Telegram ist ein Messenger, die viele Vorteile bietet: Anonymität und verschlüsselte Kommunikation. Der ideale „Ort“, um sich halb-öffentlich zu treffen und zu äußern. Hier wird nicht zensiert, geblockt oder verfolgt.
So wie Macht lässt sich auch jedes Instrument oder Werkzeug gebrauchen und missbrauchen. Ob jeweils das eine oder das andere vorliegt, ob also Gebrauch oder Missbrauch, liegt allerdings oft im Auge des Betrachters. Zumindest beim Messenger-Dienst Telegram ist das so: Anfangs wurde Telegram gelobt, weil Dissidenten in Russland damit geschützt (weil abhörsicher und nicht öffentlich) ihre Regierung kritisieren können. Bei den Unruhen in Hongkong dasselbe.
Darum ist Telegram bei Rechtspopulisten so beliebt
Doch schon länger setzen auch bei uns rechtspopulistische Gruppen erfolgreich Telegram ein – um sich virtuell zu treffen und auszutauschen. Das alles vollkommen anonym, diskret und abhörsicher. Denn bei Telegram ist alles verschlüsselt. Weil die Kommunikation über den Messenger nicht öffentlich ist, sondern in Gruppen abläuft, kann auch nichts gelöscht, gesperrt oder blockiert werden.
Das allein macht Telegram verständlicherweise schon beliebt. Einer, der Telegram bis zum Anschlag nutzt, ist Attila Hildmann, der sich schon als den nächsten Reichskanzler sieht. Hildmann bietet über Telegram einen Newsletter an – über 67.000 Personen haben den abonniert.
Geschlossene Gruppe – daher keine Einschränkungen
Wer wissen will, was drinsteht, muss sich der Gruppe anschließen. Aber weil es eine geschlossene Gruppe ist, gelten die Beiträge und Posts nichts als öffentlich. Sie lassen sich nicht lesen, korrigieren oder einschränken – selbst wenn sie strafrechtlich relevant sein sollten.

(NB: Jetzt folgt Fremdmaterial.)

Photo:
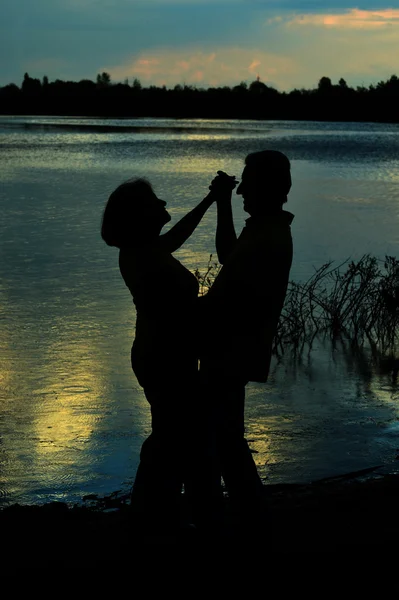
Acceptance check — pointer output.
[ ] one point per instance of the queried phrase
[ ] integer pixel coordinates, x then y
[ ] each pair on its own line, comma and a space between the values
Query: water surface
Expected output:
72, 415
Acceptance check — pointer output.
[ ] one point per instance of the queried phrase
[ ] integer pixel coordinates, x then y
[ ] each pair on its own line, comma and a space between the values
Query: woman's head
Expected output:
133, 214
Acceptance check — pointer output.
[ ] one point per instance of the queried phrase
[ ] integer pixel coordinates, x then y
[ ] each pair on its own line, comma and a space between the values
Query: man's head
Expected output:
265, 182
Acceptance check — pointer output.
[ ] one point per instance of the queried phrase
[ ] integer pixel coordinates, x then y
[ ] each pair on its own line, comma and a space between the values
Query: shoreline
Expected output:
354, 513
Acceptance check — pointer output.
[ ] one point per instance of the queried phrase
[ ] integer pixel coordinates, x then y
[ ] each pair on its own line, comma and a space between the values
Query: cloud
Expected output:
352, 19
224, 66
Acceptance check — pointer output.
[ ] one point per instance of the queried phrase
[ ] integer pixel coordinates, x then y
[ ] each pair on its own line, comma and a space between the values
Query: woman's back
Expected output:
165, 295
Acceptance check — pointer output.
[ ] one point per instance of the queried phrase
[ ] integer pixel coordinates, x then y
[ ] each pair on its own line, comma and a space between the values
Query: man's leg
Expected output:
238, 467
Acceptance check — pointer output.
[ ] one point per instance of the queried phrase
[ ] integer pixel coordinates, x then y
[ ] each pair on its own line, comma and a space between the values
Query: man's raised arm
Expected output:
226, 236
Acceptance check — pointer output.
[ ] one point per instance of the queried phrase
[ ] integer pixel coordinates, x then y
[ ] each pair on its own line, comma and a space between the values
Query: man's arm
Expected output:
226, 236
173, 239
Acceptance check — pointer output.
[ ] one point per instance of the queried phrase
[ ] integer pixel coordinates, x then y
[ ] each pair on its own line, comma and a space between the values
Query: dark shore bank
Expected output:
353, 516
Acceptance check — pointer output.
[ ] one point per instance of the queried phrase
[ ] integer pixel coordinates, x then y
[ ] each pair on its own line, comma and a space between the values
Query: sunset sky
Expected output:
288, 43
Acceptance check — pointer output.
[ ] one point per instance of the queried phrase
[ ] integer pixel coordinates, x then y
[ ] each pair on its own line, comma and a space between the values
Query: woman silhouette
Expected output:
164, 354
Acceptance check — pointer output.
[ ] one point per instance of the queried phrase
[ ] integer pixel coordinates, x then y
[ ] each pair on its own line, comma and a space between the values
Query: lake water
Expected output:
72, 415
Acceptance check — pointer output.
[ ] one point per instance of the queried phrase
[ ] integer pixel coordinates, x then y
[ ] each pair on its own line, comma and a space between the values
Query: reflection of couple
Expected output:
198, 416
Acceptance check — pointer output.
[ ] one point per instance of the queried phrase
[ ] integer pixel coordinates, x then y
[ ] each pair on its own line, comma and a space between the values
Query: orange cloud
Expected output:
352, 19
226, 66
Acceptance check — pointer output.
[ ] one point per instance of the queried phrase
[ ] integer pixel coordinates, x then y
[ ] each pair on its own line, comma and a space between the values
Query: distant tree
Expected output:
31, 85
103, 79
325, 85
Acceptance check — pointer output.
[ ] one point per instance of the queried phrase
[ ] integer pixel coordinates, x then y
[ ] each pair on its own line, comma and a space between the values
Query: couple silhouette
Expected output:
194, 355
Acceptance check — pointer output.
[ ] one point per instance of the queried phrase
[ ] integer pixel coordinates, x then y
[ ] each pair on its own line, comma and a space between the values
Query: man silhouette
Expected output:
242, 311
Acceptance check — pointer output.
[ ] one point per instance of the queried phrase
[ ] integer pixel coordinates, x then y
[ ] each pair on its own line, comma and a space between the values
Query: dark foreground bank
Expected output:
354, 515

Aussagen wie „Die Weltbank wird regiert von den Rothschilds, und das sind nun mal die Zionisten“ (Hildmann) sind nicht nur verstörend und abstoßend, sondern vor allem antisemitisch. Doch auf/in Telegram geht das: Wo kein Kläger, da kein Richter. Auch werden die schon so oft gehörten Gates-Verschwörungen hier quasi in Schleife ventiliert. Und selbstverständich auch und vor allem Corona-Verschwörungen jeder Art. Verbunden mit den entsprechenden politischen Aufrufen.
Auf Telegram lässt sich vortrefflich hetzen, Hass verbreiten, zu Straftaten aufrufen oder sogar der Holocaust leugnen – ohne dass irgend etwas gelöscht oder relativer wird. Geschweige, dass strafrechtliche Konsequenzen drohen.
Telegram: Ein gutes oder ein schädliches Werkzeug?
Für Ermittler eine schwierige Situation. Wer mitbekommen möchte, was auf Telegram los ist, muss schon Mitglied in den Gruppen sein. In einige kommt man ganz leicht hinein – in andere nur per Empfehlung. Das macht Telegram-Gruppen faktisch zu einem rechtsfreien Raum, da nicht öffentlich und schwierig zu kontrollieren.
Was also ist Telegram nun: Ein heilsbringendes Instrument, weil Dissidenten sich dort verstecken können (was den meisten im Westen gefällt) – oder Teufelszeug, weil sich auch zu Extremismus neigende Gruppen hier in Deutschland dort verstecken können (was den meisten wohl eher nicht gefällt)?
Es muss überlegt werden: Sind Gruppen mit 67.000 Mitgliedern nicht doch auch irgendwie öffentlich? Wie umgehen mit solchen neuen Werkzeugen?